New and novice fans, often lack the confidence to enter the conversation with that recognition and mindset. They more harshly judge their lack of knowledge or time spent on sports than anyone. And they don’t realize that all they need to do is define their area of expertise.
This strategy goes hand-in-hand with the previous Talk Sporty 101 strategy of using “No, but…”
“Expertise” is a broad term that determines the topic, subject or scope that you feel comfortable talking about. For example, if someone is asking you about this year’s team compared to five years ago and you only became a fan this year, your “expertise” is this year’s team. If you grew up watching NBA games because your parents were basketball fans, but haven’t watched it in years, the years you watched the NBA become your area of “expertise.” If you only read the sports headlines but not the full story, the headlines are your “expertise.

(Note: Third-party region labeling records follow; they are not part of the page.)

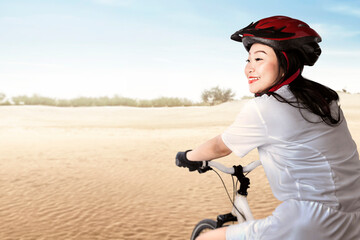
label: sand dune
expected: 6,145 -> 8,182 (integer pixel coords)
0,94 -> 360,240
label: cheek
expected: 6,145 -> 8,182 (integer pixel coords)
264,64 -> 279,82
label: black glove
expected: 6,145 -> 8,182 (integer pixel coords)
175,150 -> 202,172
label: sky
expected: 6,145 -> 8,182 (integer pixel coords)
0,0 -> 360,101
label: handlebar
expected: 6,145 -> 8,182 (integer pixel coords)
202,160 -> 261,174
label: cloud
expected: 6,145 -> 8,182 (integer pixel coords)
327,4 -> 360,18
310,23 -> 360,39
93,0 -> 135,7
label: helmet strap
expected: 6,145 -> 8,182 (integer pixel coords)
268,68 -> 300,92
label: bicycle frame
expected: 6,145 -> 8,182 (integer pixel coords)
203,160 -> 261,227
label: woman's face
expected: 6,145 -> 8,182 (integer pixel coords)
245,43 -> 284,93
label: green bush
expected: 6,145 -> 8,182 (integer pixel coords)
201,86 -> 235,105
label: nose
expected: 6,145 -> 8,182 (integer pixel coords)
245,63 -> 254,74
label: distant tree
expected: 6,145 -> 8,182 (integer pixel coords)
201,86 -> 235,105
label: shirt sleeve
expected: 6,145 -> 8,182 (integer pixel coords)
221,99 -> 267,157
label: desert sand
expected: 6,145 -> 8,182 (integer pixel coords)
0,94 -> 360,240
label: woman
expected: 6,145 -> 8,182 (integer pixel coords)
176,16 -> 360,240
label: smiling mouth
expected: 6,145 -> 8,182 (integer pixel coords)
248,77 -> 260,84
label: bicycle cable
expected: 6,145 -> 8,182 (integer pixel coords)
213,169 -> 245,219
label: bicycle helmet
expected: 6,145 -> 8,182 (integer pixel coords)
231,16 -> 321,66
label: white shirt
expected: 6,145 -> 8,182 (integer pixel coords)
222,86 -> 360,212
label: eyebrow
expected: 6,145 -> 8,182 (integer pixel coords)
250,50 -> 267,55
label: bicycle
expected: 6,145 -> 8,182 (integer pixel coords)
190,160 -> 261,240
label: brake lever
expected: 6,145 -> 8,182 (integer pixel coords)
198,166 -> 213,174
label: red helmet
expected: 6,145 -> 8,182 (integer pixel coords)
231,16 -> 321,66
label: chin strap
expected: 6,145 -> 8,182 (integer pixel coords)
268,68 -> 300,93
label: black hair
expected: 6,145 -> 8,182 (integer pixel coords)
267,50 -> 341,126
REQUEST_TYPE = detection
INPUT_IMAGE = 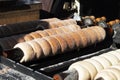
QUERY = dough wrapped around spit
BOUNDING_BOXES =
[94,63,120,80]
[0,25,80,50]
[49,19,77,29]
[54,49,120,80]
[11,27,105,62]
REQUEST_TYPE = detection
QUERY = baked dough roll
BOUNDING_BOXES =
[44,29,57,36]
[68,62,91,80]
[86,28,98,44]
[94,71,117,80]
[64,24,80,31]
[44,36,61,55]
[89,28,102,42]
[69,32,82,48]
[95,64,120,80]
[59,27,71,33]
[82,29,92,46]
[95,26,106,40]
[91,56,112,68]
[34,38,52,57]
[100,52,120,65]
[60,33,76,50]
[52,27,64,34]
[29,32,42,39]
[79,61,97,80]
[84,59,104,72]
[36,31,49,37]
[14,42,35,63]
[27,40,45,59]
[108,49,120,61]
[76,30,88,48]
[49,21,60,29]
[52,35,68,53]
[24,34,34,41]
[11,35,25,43]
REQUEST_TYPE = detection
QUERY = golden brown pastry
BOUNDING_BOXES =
[51,35,68,53]
[44,36,61,55]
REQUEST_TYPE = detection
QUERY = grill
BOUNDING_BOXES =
[0,18,113,80]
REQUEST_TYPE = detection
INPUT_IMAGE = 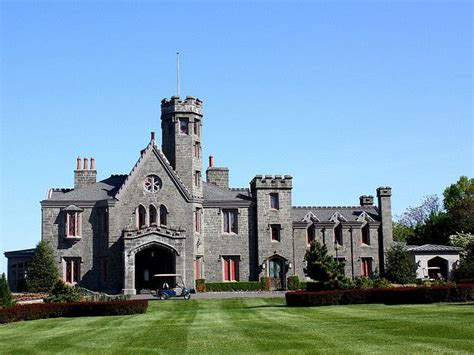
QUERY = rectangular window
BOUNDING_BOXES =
[100,258,107,284]
[194,120,201,137]
[179,118,189,134]
[270,224,281,242]
[361,258,372,277]
[222,256,239,281]
[362,224,370,245]
[194,256,202,280]
[334,224,343,245]
[63,258,81,285]
[66,212,82,237]
[194,142,201,158]
[194,170,201,186]
[222,210,237,233]
[270,193,280,210]
[194,208,201,233]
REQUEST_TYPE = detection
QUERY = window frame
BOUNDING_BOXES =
[222,208,239,234]
[270,224,281,242]
[222,255,240,282]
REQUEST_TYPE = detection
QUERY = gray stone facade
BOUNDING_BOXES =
[4,97,392,294]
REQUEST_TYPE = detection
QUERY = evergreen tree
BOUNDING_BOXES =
[385,244,416,284]
[303,241,344,284]
[26,240,59,292]
[0,273,14,308]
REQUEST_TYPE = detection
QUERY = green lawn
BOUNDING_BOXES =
[0,299,474,355]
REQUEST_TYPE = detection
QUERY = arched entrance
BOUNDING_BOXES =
[268,256,286,290]
[135,244,176,293]
[428,256,448,280]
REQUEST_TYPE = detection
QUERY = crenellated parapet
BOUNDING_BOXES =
[250,175,293,190]
[161,96,202,116]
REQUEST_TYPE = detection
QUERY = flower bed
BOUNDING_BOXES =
[0,300,148,323]
[285,284,474,307]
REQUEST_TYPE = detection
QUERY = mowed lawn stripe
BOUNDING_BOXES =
[0,298,474,354]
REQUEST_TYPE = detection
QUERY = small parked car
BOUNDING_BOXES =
[154,274,191,300]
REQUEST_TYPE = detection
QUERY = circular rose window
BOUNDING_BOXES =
[143,175,161,193]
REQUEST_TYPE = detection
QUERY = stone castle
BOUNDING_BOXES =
[5,96,393,294]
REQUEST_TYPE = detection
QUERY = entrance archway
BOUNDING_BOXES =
[268,256,286,290]
[135,244,176,293]
[428,256,448,280]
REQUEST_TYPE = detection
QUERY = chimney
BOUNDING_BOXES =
[74,157,97,189]
[359,195,374,207]
[206,155,229,189]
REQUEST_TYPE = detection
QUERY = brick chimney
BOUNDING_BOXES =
[206,155,229,189]
[74,157,97,189]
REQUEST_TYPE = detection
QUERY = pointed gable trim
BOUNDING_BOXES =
[329,211,347,222]
[115,141,192,202]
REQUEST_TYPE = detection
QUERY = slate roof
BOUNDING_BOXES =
[291,206,380,222]
[407,244,462,252]
[202,181,251,201]
[46,175,127,201]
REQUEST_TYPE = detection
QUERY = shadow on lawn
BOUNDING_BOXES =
[245,304,286,308]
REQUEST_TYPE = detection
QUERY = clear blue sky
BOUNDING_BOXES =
[0,1,474,271]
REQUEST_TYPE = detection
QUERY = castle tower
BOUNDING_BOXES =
[161,96,202,197]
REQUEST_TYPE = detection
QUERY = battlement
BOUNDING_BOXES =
[161,96,202,116]
[250,175,293,190]
[377,186,392,197]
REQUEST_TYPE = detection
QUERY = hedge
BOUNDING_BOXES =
[205,281,262,292]
[0,300,148,323]
[285,284,474,307]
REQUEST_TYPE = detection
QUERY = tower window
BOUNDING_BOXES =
[306,225,315,245]
[270,224,281,242]
[270,193,280,210]
[194,120,201,137]
[160,205,168,226]
[194,170,201,186]
[179,118,189,134]
[194,142,201,158]
[222,210,237,233]
[194,208,201,233]
[334,224,343,245]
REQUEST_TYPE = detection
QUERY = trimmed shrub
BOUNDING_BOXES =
[287,275,300,290]
[285,284,474,307]
[44,280,81,303]
[206,281,262,292]
[196,279,206,292]
[26,240,59,292]
[0,273,15,307]
[0,300,148,323]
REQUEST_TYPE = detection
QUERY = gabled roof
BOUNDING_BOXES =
[291,206,380,222]
[44,175,127,201]
[115,140,193,201]
[407,244,462,253]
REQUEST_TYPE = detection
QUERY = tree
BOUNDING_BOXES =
[26,240,59,292]
[385,243,416,284]
[0,273,14,308]
[303,241,344,285]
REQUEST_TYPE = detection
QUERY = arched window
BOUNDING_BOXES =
[149,205,157,226]
[306,226,315,245]
[160,205,168,226]
[137,205,146,228]
[334,223,343,245]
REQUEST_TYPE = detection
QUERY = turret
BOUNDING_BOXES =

Before we look at examples of what this sounds like, here is what most new and novice fans don’t realize:
So, let’s revisit a few of our examples from above:
Let’s say someone starts talking about how previous Seahawks defenses compare to this year’s defense. A perfectly acceptable response would be “You would know better than I would, I just started following the team this year.”
For the NBA example from above, you could say, “I grew up watching basketball because my entire family loved it, but now I’m more of a hockey fan.”
If you’re following the Talk Sporty 101 advice and reading headlines but get asked about something more in depth than what the headlines cover you can casually say, “I only had time to read the headlines today not the entire story.”
Here’s what you’re doing in each one of these examples, introducing a topic you’re willing (and ready to talk about), which gives an indication as to what the follow up questions should be, and continuing the conversation in a way that still allows for a productive exchange.
There’s nothing wrong with any of those responses. In fact, they’re all perfectly normal among sports fans. You just need the confidence to say the words and know what you’re willing to talk about. Sports fans rarely care about how much you know. They’re far more interested in what they know and how much they can share with you. So give yourself the benefit of the doubt and keep the conversation going by learning how to define your area of expertise.